Cuando niña era una regordeta morena que sólo llamaba la atención por sus filosas preguntas.
A los quince años comenzó a florecer. Su continente lo fue moldeando la mano de una erótica hada que puso cumbres y valles en su perfecta geografía, para hacerla cuna de placeres, angustias y delirios, delicia de enloquecidos admiradores que con su mente enfebrecida levantaban su minúscula falda para sondear en los espasmos del placer, aquellos muslos virginales.
A los veinte la descubrió un empresario de afilados dientes. Le prometió las estrellas y todas las nebulosas adyacentes y a media luz y a galope tendido, las alcanzaron ambos y luego viajaron por el cosmos con el deseo propulsando nuevas y excitantes expediciones.
A los veintidós, se presentó en un concurso de belleza y entonces supo que la envidia, la vacuidad y las malas artes forman parte de ese currículo no escrito que los representantes manipulan para enriquecerse a costa de pasajeras ilusiones. La corona recayó en una competidora que la miraba de reojo, no convencida del todo de su cetro pero dispuesta a transar milímetro a milímetro lo poco de dignidad que le quedaba.

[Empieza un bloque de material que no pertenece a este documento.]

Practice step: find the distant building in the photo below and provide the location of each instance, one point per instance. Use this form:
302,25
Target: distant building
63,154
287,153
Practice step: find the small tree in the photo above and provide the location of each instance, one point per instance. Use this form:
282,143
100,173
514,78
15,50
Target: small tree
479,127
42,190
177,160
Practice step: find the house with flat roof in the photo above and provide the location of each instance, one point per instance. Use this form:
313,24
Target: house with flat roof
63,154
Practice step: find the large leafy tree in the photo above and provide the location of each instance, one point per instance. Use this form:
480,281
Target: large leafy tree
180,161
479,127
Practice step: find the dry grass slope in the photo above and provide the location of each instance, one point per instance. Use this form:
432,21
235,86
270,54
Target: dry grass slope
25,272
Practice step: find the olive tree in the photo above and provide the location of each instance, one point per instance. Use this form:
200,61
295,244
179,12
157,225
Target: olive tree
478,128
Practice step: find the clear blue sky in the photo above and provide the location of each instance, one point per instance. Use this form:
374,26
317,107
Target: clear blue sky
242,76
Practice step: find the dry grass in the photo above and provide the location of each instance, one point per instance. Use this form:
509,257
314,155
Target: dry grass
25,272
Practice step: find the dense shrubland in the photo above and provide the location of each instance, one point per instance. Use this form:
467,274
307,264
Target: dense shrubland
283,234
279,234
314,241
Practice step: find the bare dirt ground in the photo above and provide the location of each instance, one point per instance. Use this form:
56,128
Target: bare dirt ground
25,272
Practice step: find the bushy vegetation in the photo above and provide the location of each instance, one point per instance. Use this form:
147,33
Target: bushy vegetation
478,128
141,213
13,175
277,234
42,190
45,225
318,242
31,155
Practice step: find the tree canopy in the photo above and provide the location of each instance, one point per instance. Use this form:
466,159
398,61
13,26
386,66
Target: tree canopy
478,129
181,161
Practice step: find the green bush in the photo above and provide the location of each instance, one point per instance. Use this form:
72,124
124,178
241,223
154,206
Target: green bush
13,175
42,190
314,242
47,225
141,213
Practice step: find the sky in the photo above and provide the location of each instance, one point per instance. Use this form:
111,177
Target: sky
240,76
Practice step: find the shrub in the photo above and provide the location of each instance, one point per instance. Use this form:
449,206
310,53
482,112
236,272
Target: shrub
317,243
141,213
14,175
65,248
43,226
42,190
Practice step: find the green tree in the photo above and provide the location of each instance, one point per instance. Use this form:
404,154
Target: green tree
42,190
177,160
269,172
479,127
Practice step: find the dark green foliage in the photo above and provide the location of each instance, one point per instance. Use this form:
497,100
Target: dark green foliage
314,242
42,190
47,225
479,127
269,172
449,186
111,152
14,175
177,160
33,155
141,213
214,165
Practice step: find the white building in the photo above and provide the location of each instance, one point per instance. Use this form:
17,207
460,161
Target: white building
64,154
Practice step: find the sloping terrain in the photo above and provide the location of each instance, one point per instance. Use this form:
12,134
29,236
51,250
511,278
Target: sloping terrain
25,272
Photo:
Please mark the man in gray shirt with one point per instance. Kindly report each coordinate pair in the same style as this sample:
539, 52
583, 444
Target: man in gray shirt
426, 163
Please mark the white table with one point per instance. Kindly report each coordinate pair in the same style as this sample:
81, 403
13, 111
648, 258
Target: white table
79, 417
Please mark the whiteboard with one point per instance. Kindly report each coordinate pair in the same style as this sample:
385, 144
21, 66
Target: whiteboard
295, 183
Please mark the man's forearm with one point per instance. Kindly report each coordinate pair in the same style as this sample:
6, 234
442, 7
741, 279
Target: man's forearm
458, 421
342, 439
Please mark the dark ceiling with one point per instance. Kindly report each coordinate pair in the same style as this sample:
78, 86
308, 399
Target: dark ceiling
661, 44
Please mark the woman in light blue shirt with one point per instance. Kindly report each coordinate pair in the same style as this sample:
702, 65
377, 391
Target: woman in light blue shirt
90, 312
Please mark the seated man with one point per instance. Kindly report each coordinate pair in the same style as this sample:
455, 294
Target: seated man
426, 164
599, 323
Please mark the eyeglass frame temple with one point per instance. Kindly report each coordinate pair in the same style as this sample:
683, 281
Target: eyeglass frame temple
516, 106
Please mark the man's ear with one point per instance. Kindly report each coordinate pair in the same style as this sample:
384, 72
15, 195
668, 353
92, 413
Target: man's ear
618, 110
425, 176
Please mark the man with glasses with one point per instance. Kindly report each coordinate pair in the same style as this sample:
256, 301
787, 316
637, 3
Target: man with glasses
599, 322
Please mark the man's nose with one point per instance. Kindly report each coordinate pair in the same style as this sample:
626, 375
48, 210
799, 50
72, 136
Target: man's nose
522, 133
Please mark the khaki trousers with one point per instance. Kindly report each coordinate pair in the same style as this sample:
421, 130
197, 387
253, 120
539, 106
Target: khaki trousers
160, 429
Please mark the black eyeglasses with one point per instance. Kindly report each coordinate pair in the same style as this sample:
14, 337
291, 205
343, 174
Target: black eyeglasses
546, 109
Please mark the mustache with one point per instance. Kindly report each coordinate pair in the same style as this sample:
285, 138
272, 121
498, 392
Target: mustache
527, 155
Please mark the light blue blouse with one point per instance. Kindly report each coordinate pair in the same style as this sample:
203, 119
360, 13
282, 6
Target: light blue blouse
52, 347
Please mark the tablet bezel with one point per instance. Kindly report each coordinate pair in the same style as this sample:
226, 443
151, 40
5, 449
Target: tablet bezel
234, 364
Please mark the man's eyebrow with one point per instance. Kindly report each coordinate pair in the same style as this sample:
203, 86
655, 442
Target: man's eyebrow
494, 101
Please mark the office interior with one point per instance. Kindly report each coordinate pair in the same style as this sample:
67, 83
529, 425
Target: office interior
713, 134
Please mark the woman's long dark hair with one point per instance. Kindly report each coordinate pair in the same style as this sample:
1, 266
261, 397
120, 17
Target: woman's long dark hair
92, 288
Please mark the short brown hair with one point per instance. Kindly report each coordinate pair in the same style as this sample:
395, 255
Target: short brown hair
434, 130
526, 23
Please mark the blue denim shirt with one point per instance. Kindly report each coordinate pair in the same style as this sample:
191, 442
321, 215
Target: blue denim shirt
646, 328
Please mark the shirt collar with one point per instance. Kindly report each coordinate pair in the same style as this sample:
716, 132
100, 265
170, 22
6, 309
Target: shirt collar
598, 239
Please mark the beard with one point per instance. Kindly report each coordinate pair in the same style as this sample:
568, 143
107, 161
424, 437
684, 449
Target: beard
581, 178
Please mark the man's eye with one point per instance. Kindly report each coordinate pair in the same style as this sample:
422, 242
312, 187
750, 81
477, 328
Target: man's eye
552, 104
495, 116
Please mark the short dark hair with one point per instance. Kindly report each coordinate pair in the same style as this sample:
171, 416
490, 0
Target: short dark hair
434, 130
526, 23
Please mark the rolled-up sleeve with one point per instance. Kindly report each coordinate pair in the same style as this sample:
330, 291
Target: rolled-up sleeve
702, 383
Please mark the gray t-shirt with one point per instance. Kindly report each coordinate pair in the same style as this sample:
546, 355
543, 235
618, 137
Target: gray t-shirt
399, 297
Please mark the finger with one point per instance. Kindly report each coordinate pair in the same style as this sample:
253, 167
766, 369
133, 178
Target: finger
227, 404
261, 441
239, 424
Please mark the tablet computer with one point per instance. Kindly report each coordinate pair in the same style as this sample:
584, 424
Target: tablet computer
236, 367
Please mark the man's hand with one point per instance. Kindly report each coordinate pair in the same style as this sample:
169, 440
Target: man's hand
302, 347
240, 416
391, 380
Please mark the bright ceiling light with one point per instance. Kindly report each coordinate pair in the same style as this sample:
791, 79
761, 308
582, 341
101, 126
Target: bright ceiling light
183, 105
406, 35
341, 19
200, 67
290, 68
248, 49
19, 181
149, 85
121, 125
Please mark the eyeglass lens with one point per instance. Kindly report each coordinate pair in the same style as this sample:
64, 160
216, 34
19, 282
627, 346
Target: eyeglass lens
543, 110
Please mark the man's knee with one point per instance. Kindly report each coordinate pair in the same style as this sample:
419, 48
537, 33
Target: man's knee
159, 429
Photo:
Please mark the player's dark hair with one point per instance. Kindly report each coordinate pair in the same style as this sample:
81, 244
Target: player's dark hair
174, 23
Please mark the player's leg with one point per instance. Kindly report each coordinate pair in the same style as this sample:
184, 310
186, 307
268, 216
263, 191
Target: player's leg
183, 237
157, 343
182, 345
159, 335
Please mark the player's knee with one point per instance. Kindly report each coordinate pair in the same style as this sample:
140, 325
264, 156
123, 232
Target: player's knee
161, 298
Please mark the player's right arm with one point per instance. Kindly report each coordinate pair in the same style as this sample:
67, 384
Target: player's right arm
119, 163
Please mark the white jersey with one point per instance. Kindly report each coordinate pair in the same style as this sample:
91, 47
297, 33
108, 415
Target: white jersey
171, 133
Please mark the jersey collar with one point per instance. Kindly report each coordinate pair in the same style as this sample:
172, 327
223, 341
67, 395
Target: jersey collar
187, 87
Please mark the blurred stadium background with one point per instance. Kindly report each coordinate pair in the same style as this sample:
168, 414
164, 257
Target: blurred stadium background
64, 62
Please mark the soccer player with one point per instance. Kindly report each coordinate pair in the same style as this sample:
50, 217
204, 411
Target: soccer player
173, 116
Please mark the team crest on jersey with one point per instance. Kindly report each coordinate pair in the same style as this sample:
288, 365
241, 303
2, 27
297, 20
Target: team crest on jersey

A los treinta supo por qué esa hada maliciosa había creado en ella canales internos por los que se desbordaba su pasión. En uno de esos canales encontró al hijo que anhelaba, solo que debió saltarse los encajes, la misa y un si insuflado con tierna voz…

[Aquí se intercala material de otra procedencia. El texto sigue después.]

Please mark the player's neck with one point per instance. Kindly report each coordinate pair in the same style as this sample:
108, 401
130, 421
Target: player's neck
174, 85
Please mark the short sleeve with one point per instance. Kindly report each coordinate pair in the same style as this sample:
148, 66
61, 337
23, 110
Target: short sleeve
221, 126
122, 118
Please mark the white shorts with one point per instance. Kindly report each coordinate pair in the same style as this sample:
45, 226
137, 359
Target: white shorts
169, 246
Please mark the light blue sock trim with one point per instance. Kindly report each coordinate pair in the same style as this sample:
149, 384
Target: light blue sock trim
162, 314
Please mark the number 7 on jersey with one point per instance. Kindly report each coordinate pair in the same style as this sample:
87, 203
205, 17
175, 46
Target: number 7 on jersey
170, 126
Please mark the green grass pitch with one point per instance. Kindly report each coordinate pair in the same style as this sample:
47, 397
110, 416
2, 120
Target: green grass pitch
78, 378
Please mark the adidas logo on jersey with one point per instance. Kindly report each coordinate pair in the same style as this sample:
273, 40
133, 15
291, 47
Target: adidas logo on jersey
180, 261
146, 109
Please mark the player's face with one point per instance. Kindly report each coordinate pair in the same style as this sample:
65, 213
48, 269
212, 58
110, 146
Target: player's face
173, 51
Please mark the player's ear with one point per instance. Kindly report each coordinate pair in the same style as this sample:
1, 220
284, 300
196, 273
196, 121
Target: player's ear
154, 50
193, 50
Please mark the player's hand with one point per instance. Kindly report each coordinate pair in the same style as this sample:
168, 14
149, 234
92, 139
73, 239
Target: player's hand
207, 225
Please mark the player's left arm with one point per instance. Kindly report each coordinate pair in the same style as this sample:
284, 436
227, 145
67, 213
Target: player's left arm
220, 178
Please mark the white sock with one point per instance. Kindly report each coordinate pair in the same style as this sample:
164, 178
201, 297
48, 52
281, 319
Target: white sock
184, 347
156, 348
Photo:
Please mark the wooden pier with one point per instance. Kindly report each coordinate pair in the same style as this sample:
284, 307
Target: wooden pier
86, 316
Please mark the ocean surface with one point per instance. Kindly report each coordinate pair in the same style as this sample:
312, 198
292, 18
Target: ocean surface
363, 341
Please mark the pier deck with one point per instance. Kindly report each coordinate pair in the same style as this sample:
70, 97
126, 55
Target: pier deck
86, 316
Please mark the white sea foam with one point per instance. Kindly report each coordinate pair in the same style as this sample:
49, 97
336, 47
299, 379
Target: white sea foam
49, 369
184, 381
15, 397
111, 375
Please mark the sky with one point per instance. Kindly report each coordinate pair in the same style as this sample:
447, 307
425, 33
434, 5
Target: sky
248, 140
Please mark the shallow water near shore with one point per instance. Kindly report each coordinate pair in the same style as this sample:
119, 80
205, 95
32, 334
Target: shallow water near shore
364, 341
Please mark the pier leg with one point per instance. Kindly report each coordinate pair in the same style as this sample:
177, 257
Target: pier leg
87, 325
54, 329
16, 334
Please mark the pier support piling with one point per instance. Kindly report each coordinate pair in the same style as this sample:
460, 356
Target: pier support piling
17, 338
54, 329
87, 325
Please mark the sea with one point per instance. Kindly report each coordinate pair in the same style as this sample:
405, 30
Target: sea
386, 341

A los cuarenta, la vida le dio una nueva oportunidad. Un príncipe azul disfrazado de hombre honesto que se fijó en sus ojos morenos y en su alma blanca. Enamorada de sus silencios, de su estampa triste y de esas manos que sabían recorrer con tierna sapiencia su ardiente geografía, se unió a él y se repitieron el uno al otro mil veces de cara al mar: Te quiero, te quiero, te quiero…
A los cincuenta, supo que la belleza, el amor y los seres necesarios, se mueven en medio de oscuras arenas movedizas. Su hombre partió herido de muerte por un cáncer que más que eso parecía un presagio, lo bueno siempre termina pronto… Su hijo se marchó lejos y eso fue otra manera de morir ya que las cartas no alcanzaban a suplir su inexistencia. Mujer marchita que se fue quedando sola, con los recuerdos martillando en su cabeza y con el alma a punto de enloquecer. Los que mueren locos ¿Lo son para toda la eternidad?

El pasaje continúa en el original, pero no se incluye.